We don't meet Stalin again until six years later, at the Fourteenth Congress, December 1925, where Serge, Zinoviev, Kamenev and Trotsky as part of the Left Opposition Party address the Congress "at time when the Party was no more than a phantom in the imagination of the bureaucrats and the masses were apathetic and dormant."

Compared to the exquisite sketches of the many characters involved in this story, Stalin remains a blur ... in the background ... there but not there. Perhaps this was the nature of the man. Perhaps by not showing him in high relief, Serge gives us to wonder exactly who he really was, and how, ever so slowly, ever so diligently, he was able to poison the revolution, making Russia the sow that eats its own farrow.

§     §     §

In 1936, when forced into exile by the Russian secret police, Serge writes:

    My heart was utterly ravaged as I left; I was severing attachments of a unique quality. I should have liked to have those dear faces, that I would never see again, imprinted on my brain, and those landscapes of white countryside, and even some image of our great Russian misery, lived out by this brave, gritty, patient people. If I could have believed in any reasonable chance that I would not ultimately have been obliterated in a voiceless struggle which was already sterile, I should have been content to remain there --- even if it were in some little Mongol fishing village inside the Arctic Circle. But we do not live for ourselves; we live to work and fight.

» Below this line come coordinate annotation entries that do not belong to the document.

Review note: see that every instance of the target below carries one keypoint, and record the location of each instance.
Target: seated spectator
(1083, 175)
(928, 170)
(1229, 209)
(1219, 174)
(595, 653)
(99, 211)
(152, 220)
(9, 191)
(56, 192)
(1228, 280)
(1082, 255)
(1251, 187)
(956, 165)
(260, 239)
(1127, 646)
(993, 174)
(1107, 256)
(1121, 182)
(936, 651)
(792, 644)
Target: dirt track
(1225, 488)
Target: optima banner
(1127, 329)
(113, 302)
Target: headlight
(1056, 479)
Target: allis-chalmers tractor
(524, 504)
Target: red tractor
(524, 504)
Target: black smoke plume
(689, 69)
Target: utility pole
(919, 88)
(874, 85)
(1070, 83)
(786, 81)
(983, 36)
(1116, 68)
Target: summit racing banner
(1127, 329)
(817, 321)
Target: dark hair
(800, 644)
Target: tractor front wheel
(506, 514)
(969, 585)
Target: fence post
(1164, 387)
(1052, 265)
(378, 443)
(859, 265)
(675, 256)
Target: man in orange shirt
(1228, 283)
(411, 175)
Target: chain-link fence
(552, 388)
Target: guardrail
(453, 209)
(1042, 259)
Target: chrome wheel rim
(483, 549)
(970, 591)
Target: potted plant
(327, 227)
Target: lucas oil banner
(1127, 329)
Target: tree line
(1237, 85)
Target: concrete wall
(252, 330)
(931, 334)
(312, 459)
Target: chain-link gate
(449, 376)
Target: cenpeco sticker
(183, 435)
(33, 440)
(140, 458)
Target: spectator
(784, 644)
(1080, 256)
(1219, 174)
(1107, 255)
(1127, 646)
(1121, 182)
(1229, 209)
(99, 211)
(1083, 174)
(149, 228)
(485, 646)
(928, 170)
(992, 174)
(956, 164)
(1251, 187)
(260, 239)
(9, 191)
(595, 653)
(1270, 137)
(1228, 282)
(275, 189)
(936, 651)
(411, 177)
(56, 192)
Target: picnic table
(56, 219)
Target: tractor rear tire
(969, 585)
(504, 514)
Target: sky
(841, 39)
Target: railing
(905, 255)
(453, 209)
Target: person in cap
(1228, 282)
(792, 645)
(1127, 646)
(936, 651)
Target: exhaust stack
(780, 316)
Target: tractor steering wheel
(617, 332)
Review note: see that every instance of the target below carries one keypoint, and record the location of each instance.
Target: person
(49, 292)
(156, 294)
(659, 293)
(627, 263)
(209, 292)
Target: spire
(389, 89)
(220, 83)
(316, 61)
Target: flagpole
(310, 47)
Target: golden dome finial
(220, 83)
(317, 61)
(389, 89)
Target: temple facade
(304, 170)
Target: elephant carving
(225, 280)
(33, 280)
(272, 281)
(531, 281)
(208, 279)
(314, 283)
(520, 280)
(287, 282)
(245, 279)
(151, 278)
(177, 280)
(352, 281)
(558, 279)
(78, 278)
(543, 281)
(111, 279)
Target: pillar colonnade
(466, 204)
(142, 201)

Ever the writer, as Serge prepares to leave Moscow, he finds that his precious manuscripts have not arrived from home. He seeks a twenty-four hour delay on his departure to await the writings he has labored over during his three years in exile. He is told, firmly, quietly, by a friend,

    Go this very evening, don't press for anything. The secret-police officer just told me that you were not out of the country yet, and that he was sending Yagoda [the head of the political police] a fresh memorandum about you.

And Serge notes, "I demurred no longer."